The loner detective is exiled to the San Fernando Police Department where he is digging into cold cases from his office, the former holding cell for drunks, which is when Renée Ballard makes her appearance in The Late Show.
Now Connelly has teamed Bosch and Ballard in a new series, the first of which is Dark Sacred Night. Ballard is an excellent homicide cop but when she lays a charge of sexual harassment against her boss she is sent to work the “graveyard shift” or the late show.

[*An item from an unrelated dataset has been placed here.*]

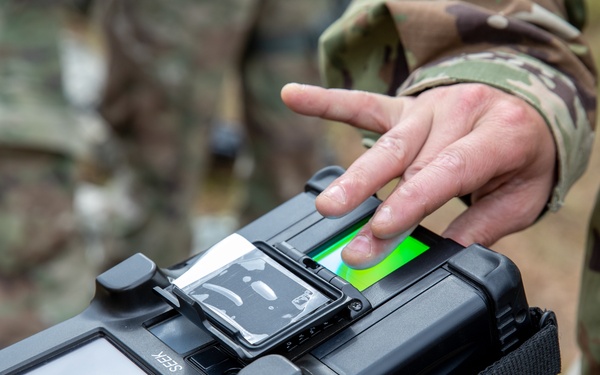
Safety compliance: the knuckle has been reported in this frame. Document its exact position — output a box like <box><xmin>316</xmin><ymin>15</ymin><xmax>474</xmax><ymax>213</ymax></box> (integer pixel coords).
<box><xmin>373</xmin><ymin>133</ymin><xmax>408</xmax><ymax>167</ymax></box>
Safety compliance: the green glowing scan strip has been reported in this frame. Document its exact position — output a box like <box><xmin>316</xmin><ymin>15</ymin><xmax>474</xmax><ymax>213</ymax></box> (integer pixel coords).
<box><xmin>312</xmin><ymin>228</ymin><xmax>429</xmax><ymax>292</ymax></box>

In Two Kinds of Truth Bosch became obsessed with finding the killer of a runaway prostitute, Daisy Clayton,15, so much so that he has her mother, Elizabeth, a drug addict to live with him and hopefully straighten her out. Dark Sacred Night opens when Ballard, after solving a particularly macabre murder, returns to Hollywood Division where she finds Bosch looking through a filing cabinet for the notes on the nine-year-old Clayton case.
Ballard is much like Bosch, a loner. She lives in a tent with her dog, Lola, on the beach, and her romantic interest is the lifeguard, Aaron Hayes. When Ballard’s working she leaves Lola at doggy day care. Ballard who doesn’t mind bending the rules, joins forces with Bosch to find a serial killer that has been prowling the streets undetected. The prime suspect is a preacher, John “McMullen” the Baptist who runs the Moonlight Mission to save the souls of the lost. The walls of his mission are plastered with pictures of his flock, those who accepted the Sacrament.
Although they both dig into old homicide cases they are still involved in active cases. Bosch has to look into the execution of a gang leader in San Fernando Valley which leads him into the jaws of death. And Ballard responds to a call about intruders on the roof of a strip club.
It won’t be a spoiler to say that the pair track the serial killer to his lair and it turns out that it is someone who has been hiding in plain sight. There are some unintended consequences that almost scuttle the relationship when Bosch does something he later regrets.
Dark Sacred Night is a welcome change from the Bosch series during which the old detective, now 70, became more melancholy and introspective as the years rolled by. But it didn’t dim his passion for getting justice done for the dead. At the climax Bosch and Ballard seal a deal that will see them working together again. Maybe.
Connelly has produced another winner in the Ballard and Bosh series.